The project was conceived as a backup, and three years into an oil market downturn, the assumptions that underpinned its business case now look wildly optimistic.
The recriminations have started, especially in Alberta, as the oil patch and its supporters look to pin blame on Prime Minister Justin Trudeau's Liberals and their perceived coziness with environmentalists who care not a whit about the economy.
But this is not just a tale of Canada's inability to placate competing interests and clear the way for critical energy infrastructure.
Energy East was TransCanada's $15.7-billion plan B. It outlived its usefulness with Keystone XL, the company's better known and even more contentious U.S. project, being resurrected in the Trump era, and with forecasts for oil sands production clawed way back.
Hopefully, amid the predictable political haymaking, Canadians will ponder whether Energy East is a victim solely of regulatory overreach or something more mundane – fewer barrels on tap to feed a high-cost option.
Yes, the National Energy Board review process was a tragedy of errors, with proceedings having to be rebooted with a new panel after members of the first one were discovered to have attended ill-advised meetings with TransCanada lobbyists. And yes, First Nations and municipalities in Quebec mounted spirited opposition to the proposal and promised more intransigence.
Last month, TransCanada asked to suspend the NEB review to gauge a new requirement to tally the greenhouse-gas implications of the project. It was then that the fate of Energy East was all but sealed.
TransCanada may well have been looking for an out.
After all, Alberta's climate policies, instituted by Premier Rachel Notley last year, include a legislated cap on emissions from the oil sands as well as a carbon tax on each barrel. The company could argue convincingly that a new pipeline would not change any of that.
When Russ Girling, TransCanada's chief executive officer, announced the 1.1-million-barrel a day Energy East project in 2013, he was frustrated by U.S. President Barack Obama's foot-dragging on Keystone XL. The review for the pipeline to southern refineries from Alberta was five years on with no end in sight. Keystone had become a touchstone for green groups and A-list celebrities alike.

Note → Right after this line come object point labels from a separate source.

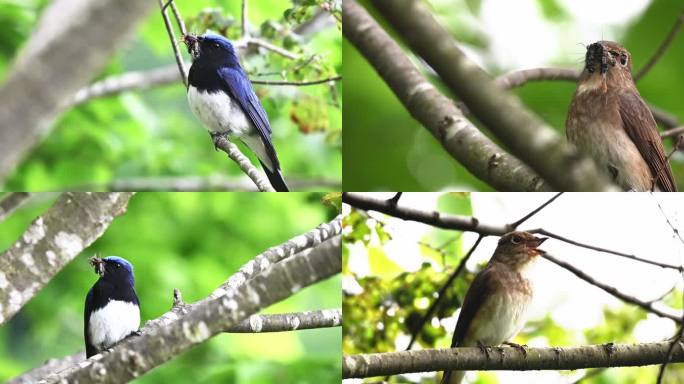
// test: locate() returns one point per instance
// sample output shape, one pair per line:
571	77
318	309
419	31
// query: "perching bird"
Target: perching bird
610	122
495	306
221	96
112	309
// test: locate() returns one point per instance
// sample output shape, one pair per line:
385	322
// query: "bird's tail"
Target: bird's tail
452	377
276	178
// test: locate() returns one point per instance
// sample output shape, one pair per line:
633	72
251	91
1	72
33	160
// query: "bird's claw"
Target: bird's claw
521	348
215	137
483	348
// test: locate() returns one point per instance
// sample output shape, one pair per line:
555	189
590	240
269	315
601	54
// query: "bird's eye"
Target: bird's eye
623	59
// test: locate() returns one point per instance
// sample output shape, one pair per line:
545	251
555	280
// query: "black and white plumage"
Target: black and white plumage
112	309
221	96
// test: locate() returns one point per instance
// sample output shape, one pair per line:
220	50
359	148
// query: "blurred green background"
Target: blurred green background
193	242
153	133
410	159
393	270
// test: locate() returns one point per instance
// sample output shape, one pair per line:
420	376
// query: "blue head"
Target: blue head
211	49
114	269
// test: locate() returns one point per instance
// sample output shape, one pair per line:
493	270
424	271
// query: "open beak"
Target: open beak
98	264
192	42
535	242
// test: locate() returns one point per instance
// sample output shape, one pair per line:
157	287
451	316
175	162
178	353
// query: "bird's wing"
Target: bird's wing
478	292
237	85
641	128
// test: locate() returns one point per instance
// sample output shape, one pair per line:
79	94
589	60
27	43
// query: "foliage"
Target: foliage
384	310
153	133
193	242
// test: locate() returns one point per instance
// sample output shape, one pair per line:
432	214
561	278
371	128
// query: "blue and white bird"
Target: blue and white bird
221	96
112	309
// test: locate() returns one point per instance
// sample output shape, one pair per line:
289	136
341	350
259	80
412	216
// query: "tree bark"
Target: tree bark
507	358
51	241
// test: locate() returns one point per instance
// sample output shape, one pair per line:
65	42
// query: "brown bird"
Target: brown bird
610	122
495	306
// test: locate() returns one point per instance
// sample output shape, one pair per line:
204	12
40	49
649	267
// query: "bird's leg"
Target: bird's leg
521	348
483	348
215	136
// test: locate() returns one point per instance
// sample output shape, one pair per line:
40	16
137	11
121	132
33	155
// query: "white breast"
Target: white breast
218	112
111	323
507	319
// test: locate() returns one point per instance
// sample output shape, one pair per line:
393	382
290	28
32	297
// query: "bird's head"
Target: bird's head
113	268
607	65
210	48
517	248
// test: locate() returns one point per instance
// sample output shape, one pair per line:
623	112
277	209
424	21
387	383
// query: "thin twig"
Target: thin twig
441	291
604	250
395	199
662	48
676	340
247	41
244	19
11	202
172	37
667	220
672	132
664	165
612	290
517	223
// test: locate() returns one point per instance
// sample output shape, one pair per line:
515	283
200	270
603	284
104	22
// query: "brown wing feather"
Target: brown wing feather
478	292
641	128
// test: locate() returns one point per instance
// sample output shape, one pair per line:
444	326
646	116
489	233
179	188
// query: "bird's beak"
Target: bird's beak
98	264
192	42
535	242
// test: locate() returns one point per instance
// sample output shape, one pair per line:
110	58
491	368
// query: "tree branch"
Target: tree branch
233	152
437	113
527	136
200	184
44	76
520	77
662	48
51	241
672	132
254	267
161	341
668	313
472	224
172	36
285	322
507	358
11	202
440	293
544	232
434	218
523	219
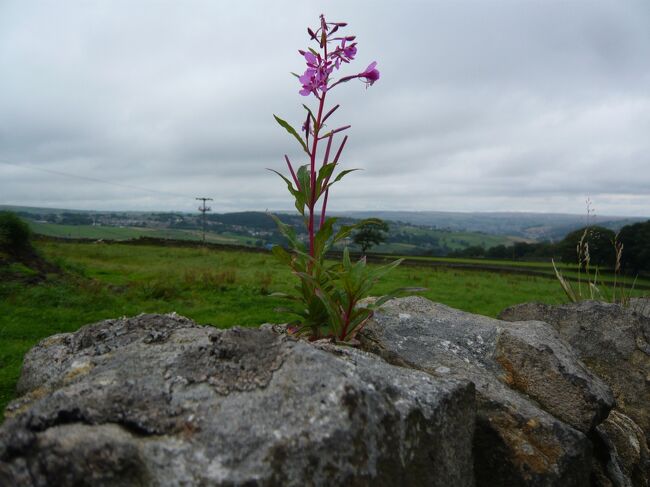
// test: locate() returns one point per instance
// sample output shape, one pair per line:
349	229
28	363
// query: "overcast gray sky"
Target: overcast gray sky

Energy East was an innovative alternative. For much of the route, the company could repurpose under-used natural gas lines and could also strike a patriotic tone. That is, fuel made at Canadian refineries from Alberta crude would fill the tanks of motorists in the Maritimes rather than imports from unsavoury lands with potentially dark intentions.

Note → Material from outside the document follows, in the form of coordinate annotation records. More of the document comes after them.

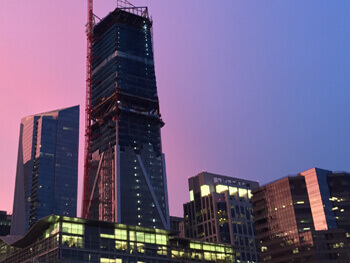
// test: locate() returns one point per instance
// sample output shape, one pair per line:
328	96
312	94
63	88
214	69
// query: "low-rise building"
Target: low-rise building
68	239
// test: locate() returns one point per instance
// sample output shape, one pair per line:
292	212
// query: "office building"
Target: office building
220	210
47	168
285	226
125	179
176	225
329	194
5	223
67	239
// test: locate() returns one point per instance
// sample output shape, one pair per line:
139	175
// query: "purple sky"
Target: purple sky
251	89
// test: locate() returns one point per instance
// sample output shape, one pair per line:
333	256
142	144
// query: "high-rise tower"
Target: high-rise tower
126	180
47	168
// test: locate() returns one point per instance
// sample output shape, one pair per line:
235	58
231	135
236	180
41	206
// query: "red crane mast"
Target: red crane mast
87	152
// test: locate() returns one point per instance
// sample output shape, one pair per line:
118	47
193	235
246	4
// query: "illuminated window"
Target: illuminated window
195	245
161	239
120	245
72	228
250	195
232	190
191	195
205	190
242	192
140	236
150	238
221	188
72	241
120	234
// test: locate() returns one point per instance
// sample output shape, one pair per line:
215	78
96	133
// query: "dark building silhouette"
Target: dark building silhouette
285	221
5	223
47	168
127	181
220	210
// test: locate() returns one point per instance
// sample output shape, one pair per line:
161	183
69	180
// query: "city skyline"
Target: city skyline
283	110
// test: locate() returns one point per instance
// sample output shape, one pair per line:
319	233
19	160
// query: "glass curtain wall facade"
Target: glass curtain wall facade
67	239
220	210
127	173
47	168
289	229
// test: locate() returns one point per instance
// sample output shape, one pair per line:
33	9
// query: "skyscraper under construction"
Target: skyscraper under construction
125	179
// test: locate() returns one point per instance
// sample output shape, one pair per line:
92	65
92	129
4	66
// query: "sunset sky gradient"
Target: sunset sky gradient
251	89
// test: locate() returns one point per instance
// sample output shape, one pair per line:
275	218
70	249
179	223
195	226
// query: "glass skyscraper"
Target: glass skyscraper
127	173
47	168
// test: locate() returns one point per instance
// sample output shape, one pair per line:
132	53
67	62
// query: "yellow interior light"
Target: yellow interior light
205	190
221	188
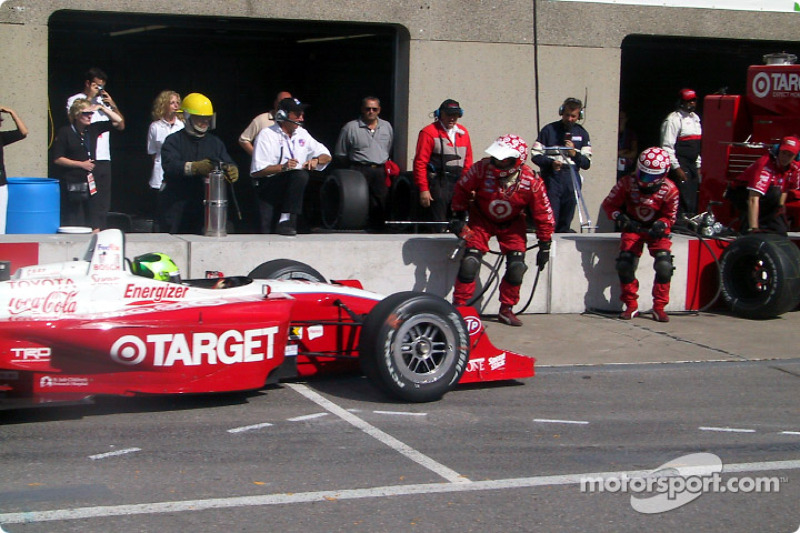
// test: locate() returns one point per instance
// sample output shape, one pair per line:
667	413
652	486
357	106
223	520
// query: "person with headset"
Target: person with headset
187	157
681	133
759	193
365	145
260	122
495	193
644	205
443	155
555	165
283	156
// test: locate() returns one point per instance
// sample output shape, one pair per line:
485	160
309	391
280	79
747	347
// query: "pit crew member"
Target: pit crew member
681	133
760	192
495	193
444	154
644	205
556	168
188	156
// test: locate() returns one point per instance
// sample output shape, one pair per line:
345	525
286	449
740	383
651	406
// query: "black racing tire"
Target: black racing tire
404	198
761	275
286	269
414	346
344	200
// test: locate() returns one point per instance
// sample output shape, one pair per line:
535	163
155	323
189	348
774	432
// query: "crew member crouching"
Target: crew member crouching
645	206
495	192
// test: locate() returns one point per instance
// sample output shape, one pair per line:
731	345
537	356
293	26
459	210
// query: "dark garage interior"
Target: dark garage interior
240	64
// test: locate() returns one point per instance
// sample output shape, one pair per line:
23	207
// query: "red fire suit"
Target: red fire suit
626	197
500	212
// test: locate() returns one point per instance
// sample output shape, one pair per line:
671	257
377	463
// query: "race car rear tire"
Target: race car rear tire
761	275
344	200
286	269
414	346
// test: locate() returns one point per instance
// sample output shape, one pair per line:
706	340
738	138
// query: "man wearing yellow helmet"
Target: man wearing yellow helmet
187	157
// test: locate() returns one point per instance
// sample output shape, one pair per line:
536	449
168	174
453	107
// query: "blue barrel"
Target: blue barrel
33	205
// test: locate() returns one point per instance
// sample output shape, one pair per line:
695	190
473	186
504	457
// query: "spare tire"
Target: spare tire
344	200
286	269
414	346
761	275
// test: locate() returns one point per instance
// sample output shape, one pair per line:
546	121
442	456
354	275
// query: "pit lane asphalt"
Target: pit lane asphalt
336	455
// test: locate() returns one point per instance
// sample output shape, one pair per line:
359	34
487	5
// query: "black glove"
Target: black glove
202	168
543	255
458	223
658	230
231	172
626	223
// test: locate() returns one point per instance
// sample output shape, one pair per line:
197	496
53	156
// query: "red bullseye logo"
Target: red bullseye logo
129	350
500	208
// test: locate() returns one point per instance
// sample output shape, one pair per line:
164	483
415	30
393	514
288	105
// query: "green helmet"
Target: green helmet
156	265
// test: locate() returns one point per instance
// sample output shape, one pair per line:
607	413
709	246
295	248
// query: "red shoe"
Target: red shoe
507	316
659	315
629	312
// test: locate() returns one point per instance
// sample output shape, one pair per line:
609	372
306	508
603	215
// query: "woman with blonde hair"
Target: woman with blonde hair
85	196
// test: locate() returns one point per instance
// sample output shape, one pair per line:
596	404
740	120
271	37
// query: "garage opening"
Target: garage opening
240	64
654	69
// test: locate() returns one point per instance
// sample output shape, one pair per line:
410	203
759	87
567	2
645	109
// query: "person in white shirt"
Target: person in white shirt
166	120
283	155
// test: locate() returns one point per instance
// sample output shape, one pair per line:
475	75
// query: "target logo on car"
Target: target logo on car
168	349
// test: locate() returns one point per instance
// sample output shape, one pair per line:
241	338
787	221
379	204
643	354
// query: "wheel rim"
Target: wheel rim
752	277
424	348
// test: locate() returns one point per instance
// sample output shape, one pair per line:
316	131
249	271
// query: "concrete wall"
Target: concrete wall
580	275
481	53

The made-in-Canada solution would also help the industry in its quest to be a major exporter, as more than two-thirds of the oil would gush into tankers to be shipped to new markets (even if they weren't the premium ones in the Asia-Pacific region).
When Mr. Obama rejected Keystone XL in late 2015, Energy East took on more importance with Canada's export options thinning out, but by then the landscape was already shifting. Oil had tumbled from $100 (U.S.) a barrel and was on its way to below $30. The oil sands became a money-losing proposition for many producers.
Now, the industry has tempered long-term forecasts after spending ground to a virtual halt. This year, the Canadian Association of Petroleum Producers forecast oil production of 5.1 million barrels a day by 2030. That's down 1.6 million, or 24 per cent, from what it estimated just four years earlier.
Meanwhile, U.S. President Donald Trump has championed a revival of Keystone XL – the former plan A for TransCanada's export hopes. Still, the company has reportedly struggled to sign up shippers.
The initial plan for Energy East was to have the section to Quebec City up and running by 2017, with the remainder to Saint John by 2018. The industry may have benefited from having some options apart from Keystone and Kinder Morgan's Trans Mountain pipeline to the Pacific – assuming they proceed.
As it stands, Energy East is a contingency plan whose time never came.